Okay, maybe not in the big tents. The chefs’ guiding credo there usually amounts to wedging a stick through anything with four legs, fins or feathers and burning it.
But then if you spend your whole Oktoberfest in the big tents you are obviously someone who enjoys life’s coarser pleasures.
That's fine for some, but there are other, more refined gourmands than you – people who come to the festival with a schedule of what rich, heavy, Bavarian delicacies they are going to shovel into themselves and when.
True, these people often don't make it through the two weeks without a heart attack, but emergency services workers at the festival should earn their keep too, right?
The connoisseurs hunt their delicacies in the smaller tents – those with capacities measured in the hundreds rather than the thousands. Here are a few of the best.
Chicken and Duck
The chicken might well have been the first animal to be sacrificed at the altar of Oktoberfest. The original grilled chicken stall was set up in 1881.
Now there are six medium-to-small tents dedicated to the fiery demise of poultry, each with their own specialities. Hendl- und Entenbraterei Heimer, for example, encrust their ducks with a blend of herbs and spices that is so legendary it might as well be a Bavarian state secret. It comes with a not quite so unique celery salad.
Only at Oktoberfest will you find a special tent for sausages. although it's not so much a tent as a Disney-fied version of an old Bavarian townhouse.

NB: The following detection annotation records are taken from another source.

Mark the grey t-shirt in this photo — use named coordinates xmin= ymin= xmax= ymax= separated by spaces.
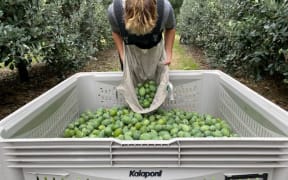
xmin=108 ymin=0 xmax=176 ymax=34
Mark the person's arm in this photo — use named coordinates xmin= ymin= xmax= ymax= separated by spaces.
xmin=164 ymin=28 xmax=176 ymax=65
xmin=112 ymin=32 xmax=124 ymax=62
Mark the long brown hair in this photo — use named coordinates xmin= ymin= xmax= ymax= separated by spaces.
xmin=124 ymin=0 xmax=158 ymax=35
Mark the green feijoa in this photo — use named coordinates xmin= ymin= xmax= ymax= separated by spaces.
xmin=139 ymin=133 xmax=152 ymax=140
xmin=124 ymin=134 xmax=133 ymax=140
xmin=161 ymin=134 xmax=171 ymax=140
xmin=143 ymin=99 xmax=151 ymax=108
xmin=212 ymin=130 xmax=223 ymax=137
xmin=142 ymin=118 xmax=150 ymax=126
xmin=113 ymin=128 xmax=123 ymax=137
xmin=221 ymin=128 xmax=230 ymax=137
xmin=132 ymin=131 xmax=141 ymax=140
xmin=182 ymin=124 xmax=191 ymax=132
xmin=104 ymin=126 xmax=113 ymax=137
xmin=200 ymin=125 xmax=210 ymax=132
xmin=170 ymin=128 xmax=179 ymax=135
xmin=64 ymin=129 xmax=74 ymax=138
xmin=139 ymin=87 xmax=146 ymax=97
xmin=101 ymin=118 xmax=112 ymax=126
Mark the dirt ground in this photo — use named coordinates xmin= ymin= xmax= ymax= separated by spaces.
xmin=0 ymin=47 xmax=288 ymax=120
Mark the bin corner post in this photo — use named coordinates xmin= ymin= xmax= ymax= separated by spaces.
xmin=272 ymin=167 xmax=288 ymax=180
xmin=0 ymin=140 xmax=24 ymax=180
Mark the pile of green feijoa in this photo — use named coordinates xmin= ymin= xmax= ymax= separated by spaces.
xmin=135 ymin=80 xmax=157 ymax=108
xmin=63 ymin=107 xmax=238 ymax=140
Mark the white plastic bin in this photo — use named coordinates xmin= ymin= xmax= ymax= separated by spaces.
xmin=0 ymin=70 xmax=288 ymax=180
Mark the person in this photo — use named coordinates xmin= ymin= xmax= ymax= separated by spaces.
xmin=108 ymin=0 xmax=176 ymax=70
xmin=108 ymin=0 xmax=176 ymax=113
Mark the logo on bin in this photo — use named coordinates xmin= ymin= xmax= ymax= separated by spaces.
xmin=129 ymin=170 xmax=162 ymax=178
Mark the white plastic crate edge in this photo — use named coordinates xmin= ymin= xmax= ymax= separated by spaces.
xmin=0 ymin=70 xmax=288 ymax=140
xmin=218 ymin=71 xmax=288 ymax=135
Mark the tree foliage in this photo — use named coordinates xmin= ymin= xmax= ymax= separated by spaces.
xmin=0 ymin=0 xmax=111 ymax=81
xmin=178 ymin=0 xmax=288 ymax=83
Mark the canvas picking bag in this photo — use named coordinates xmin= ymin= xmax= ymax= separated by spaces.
xmin=117 ymin=40 xmax=169 ymax=113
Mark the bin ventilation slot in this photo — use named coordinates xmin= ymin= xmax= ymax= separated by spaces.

You get the idea – two storeys leaning all quaintly to the side. It is called Zur Bratwurst. This means “To The Grilled Sausage, ” which is perhaps the simplest and best name for a restaurant ever.

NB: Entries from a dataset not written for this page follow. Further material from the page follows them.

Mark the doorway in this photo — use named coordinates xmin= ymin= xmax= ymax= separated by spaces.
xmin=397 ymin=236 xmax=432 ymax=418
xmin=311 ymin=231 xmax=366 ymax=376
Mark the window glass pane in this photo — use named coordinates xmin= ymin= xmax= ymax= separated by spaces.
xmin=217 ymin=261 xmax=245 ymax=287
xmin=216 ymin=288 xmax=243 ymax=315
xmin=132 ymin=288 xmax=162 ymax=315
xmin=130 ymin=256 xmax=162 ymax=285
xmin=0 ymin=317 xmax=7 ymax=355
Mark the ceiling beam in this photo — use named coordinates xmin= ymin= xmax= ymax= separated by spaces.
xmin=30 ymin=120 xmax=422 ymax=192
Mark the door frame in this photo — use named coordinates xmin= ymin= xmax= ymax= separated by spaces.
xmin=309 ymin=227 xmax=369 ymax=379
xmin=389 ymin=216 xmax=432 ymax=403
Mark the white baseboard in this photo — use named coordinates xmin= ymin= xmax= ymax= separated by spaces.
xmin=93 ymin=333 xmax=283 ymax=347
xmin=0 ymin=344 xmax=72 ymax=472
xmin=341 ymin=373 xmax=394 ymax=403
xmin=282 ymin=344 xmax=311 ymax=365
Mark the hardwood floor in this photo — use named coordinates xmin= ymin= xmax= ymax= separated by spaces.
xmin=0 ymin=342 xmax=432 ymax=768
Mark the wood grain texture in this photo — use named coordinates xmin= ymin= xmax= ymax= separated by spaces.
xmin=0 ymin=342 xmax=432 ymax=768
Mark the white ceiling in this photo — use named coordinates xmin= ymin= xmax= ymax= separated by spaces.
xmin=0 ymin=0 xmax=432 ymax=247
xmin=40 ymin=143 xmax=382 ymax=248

They do pork, veal, and ox-meat sausages, plus those traditional Bavarian tiddlers.
If this is your first Oktoberfest, and you have no qualms about devouring cute baby cows, then your lucky day has come.

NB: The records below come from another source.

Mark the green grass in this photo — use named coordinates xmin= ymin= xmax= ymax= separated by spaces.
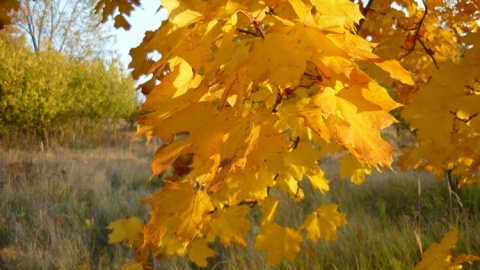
xmin=0 ymin=136 xmax=480 ymax=270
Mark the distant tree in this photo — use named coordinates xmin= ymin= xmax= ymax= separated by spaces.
xmin=15 ymin=0 xmax=113 ymax=59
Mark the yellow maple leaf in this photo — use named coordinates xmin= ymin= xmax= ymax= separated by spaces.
xmin=255 ymin=223 xmax=303 ymax=264
xmin=120 ymin=262 xmax=144 ymax=270
xmin=301 ymin=204 xmax=347 ymax=242
xmin=107 ymin=217 xmax=143 ymax=246
xmin=141 ymin=180 xmax=213 ymax=243
xmin=260 ymin=197 xmax=278 ymax=226
xmin=188 ymin=238 xmax=215 ymax=267
xmin=113 ymin=14 xmax=131 ymax=31
xmin=207 ymin=205 xmax=250 ymax=247
xmin=296 ymin=84 xmax=395 ymax=169
xmin=247 ymin=30 xmax=307 ymax=89
xmin=212 ymin=171 xmax=275 ymax=206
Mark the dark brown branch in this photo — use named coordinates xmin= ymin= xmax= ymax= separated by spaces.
xmin=397 ymin=0 xmax=438 ymax=69
xmin=291 ymin=136 xmax=300 ymax=150
xmin=450 ymin=111 xmax=478 ymax=123
xmin=237 ymin=29 xmax=261 ymax=37
xmin=357 ymin=0 xmax=373 ymax=33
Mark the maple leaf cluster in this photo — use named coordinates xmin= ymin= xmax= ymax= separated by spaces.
xmin=102 ymin=0 xmax=413 ymax=266
xmin=0 ymin=0 xmax=480 ymax=269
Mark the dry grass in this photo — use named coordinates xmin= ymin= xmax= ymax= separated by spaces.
xmin=0 ymin=130 xmax=480 ymax=269
xmin=0 ymin=134 xmax=161 ymax=269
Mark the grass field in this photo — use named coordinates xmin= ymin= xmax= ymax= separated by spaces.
xmin=0 ymin=133 xmax=480 ymax=270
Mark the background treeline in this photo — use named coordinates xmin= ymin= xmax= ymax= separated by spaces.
xmin=0 ymin=30 xmax=138 ymax=150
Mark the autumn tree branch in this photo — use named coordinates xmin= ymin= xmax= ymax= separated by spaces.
xmin=357 ymin=0 xmax=373 ymax=33
xmin=397 ymin=0 xmax=438 ymax=69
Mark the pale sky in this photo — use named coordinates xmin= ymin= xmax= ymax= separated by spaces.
xmin=110 ymin=0 xmax=167 ymax=70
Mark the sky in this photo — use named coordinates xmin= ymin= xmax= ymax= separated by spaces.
xmin=110 ymin=0 xmax=167 ymax=70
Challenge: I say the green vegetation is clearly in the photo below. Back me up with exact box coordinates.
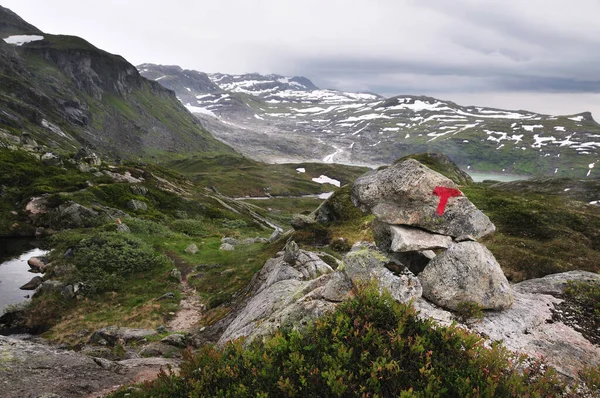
[462,184,600,282]
[455,301,485,324]
[70,232,169,293]
[164,155,368,197]
[112,287,564,397]
[565,282,600,318]
[394,152,473,185]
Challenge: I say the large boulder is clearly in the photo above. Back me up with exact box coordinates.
[51,202,101,229]
[126,199,148,211]
[396,152,473,185]
[419,242,513,310]
[219,250,340,343]
[373,220,452,253]
[415,271,600,380]
[89,326,157,346]
[338,242,422,302]
[40,152,62,166]
[19,276,44,290]
[351,159,495,238]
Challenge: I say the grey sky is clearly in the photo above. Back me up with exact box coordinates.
[0,0,600,120]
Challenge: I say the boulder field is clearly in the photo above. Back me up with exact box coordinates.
[218,159,600,378]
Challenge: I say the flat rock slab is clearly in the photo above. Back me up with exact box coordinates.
[415,271,600,379]
[90,326,157,345]
[338,243,423,302]
[351,159,495,239]
[0,336,131,398]
[419,242,513,310]
[373,220,452,253]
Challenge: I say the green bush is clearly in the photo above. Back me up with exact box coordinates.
[171,219,206,236]
[70,233,169,293]
[565,281,600,316]
[114,287,564,397]
[124,218,175,238]
[221,218,248,229]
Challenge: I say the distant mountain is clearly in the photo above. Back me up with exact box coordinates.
[0,7,233,159]
[138,64,600,177]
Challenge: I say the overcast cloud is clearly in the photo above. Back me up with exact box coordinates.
[0,0,600,120]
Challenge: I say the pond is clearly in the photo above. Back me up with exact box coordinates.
[0,238,47,315]
[467,170,531,182]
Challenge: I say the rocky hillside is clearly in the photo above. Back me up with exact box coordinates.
[0,8,232,159]
[138,64,600,177]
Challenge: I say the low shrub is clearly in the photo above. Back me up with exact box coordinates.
[124,218,174,238]
[221,218,248,229]
[113,287,564,397]
[70,233,169,293]
[170,219,207,236]
[565,281,600,316]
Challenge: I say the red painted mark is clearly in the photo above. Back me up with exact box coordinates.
[433,187,462,216]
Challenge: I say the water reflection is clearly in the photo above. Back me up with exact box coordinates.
[0,239,47,315]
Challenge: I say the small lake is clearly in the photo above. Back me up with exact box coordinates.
[465,170,531,182]
[0,238,47,315]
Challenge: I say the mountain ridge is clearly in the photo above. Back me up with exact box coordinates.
[0,8,233,160]
[141,64,600,177]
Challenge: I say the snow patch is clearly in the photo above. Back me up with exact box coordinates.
[312,175,340,187]
[4,35,44,46]
[185,103,218,118]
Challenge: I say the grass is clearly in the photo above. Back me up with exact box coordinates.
[463,184,600,282]
[165,155,368,197]
[112,286,572,398]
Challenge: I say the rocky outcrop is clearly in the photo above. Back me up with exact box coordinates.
[126,199,148,212]
[0,336,179,398]
[219,242,421,343]
[373,220,452,253]
[89,326,156,346]
[352,159,495,238]
[19,276,43,290]
[185,243,198,254]
[341,243,422,302]
[351,155,513,310]
[419,242,513,310]
[50,202,100,229]
[415,271,600,379]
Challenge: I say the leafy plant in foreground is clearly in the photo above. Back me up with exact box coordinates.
[114,287,564,397]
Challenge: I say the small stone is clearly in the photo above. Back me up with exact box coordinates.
[219,243,235,251]
[221,236,240,246]
[156,292,175,302]
[185,243,198,254]
[269,228,283,243]
[373,220,452,253]
[27,257,45,271]
[160,333,187,348]
[454,235,477,242]
[156,324,168,333]
[40,152,62,166]
[19,276,43,290]
[283,241,300,265]
[60,285,75,300]
[126,199,148,211]
[291,214,315,230]
[130,185,148,196]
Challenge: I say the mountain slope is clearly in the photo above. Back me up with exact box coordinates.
[0,8,233,159]
[140,64,600,177]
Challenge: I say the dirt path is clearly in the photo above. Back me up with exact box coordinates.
[167,280,204,332]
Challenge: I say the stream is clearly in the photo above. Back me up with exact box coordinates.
[0,238,47,315]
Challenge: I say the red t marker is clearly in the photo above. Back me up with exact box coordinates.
[433,187,462,216]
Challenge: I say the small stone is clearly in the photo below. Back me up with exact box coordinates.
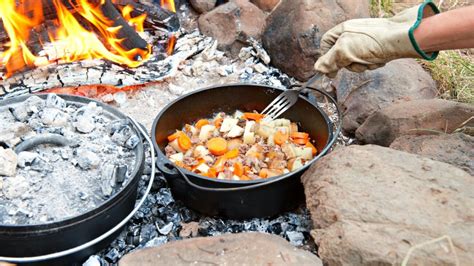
[158,223,173,235]
[46,93,67,110]
[105,248,120,263]
[3,175,29,199]
[189,0,217,13]
[101,93,114,103]
[253,63,268,74]
[179,222,199,238]
[125,134,140,150]
[73,102,102,133]
[0,146,18,176]
[114,91,127,106]
[145,236,168,247]
[41,108,69,127]
[82,255,102,266]
[115,165,128,184]
[77,149,100,170]
[191,60,206,77]
[18,151,39,168]
[286,231,304,246]
[239,47,252,61]
[168,83,186,96]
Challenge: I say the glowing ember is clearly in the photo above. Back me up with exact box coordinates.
[160,0,176,13]
[0,0,151,77]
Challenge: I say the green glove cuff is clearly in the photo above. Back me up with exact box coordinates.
[408,0,440,61]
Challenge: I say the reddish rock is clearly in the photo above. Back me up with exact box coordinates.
[356,99,474,146]
[198,0,266,55]
[119,233,322,266]
[390,133,474,175]
[189,0,217,14]
[250,0,280,12]
[302,145,474,266]
[262,0,369,80]
[334,59,438,135]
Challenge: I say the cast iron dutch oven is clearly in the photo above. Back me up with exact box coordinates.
[152,84,341,219]
[0,95,153,265]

Able's Kalbs-Kuchl offers enough veal to make an animal rights activist give up on the intrinsic goodness of humanity. Of course, unless you've had a veal Wiener Schnitzel, you've not had a veal Wiener Schnitzel at all. It's veal-ly good.
If you've ever had a barium meal, you'll have an idea of what a Dampfnudel feels like.
If you haven't, Wikipedia “gastrointestinal series” when you get a chance, and in the meantime, be very cautious if anyone offers you a Dampfnudel.
The “Nudel” part of the word is very misleading. It is not a noodle at all. It is, in fact, a giant lump of uncooked dough, thinly disguised with a sprinkling of powdered sugar.
If you eat it, you will have to lie still and digest like an anaconda for a while.
If you can't go without dessert, then head to Café Kaiserschmarrn. It's hard to miss. It has two oddly sized minaret-like towers on it, and they're calling you to pray to the god of cake.
The place’s namesake Kaiserschmarrn is a delicious dessert akin to a shredded pancake covered in sugar and jam.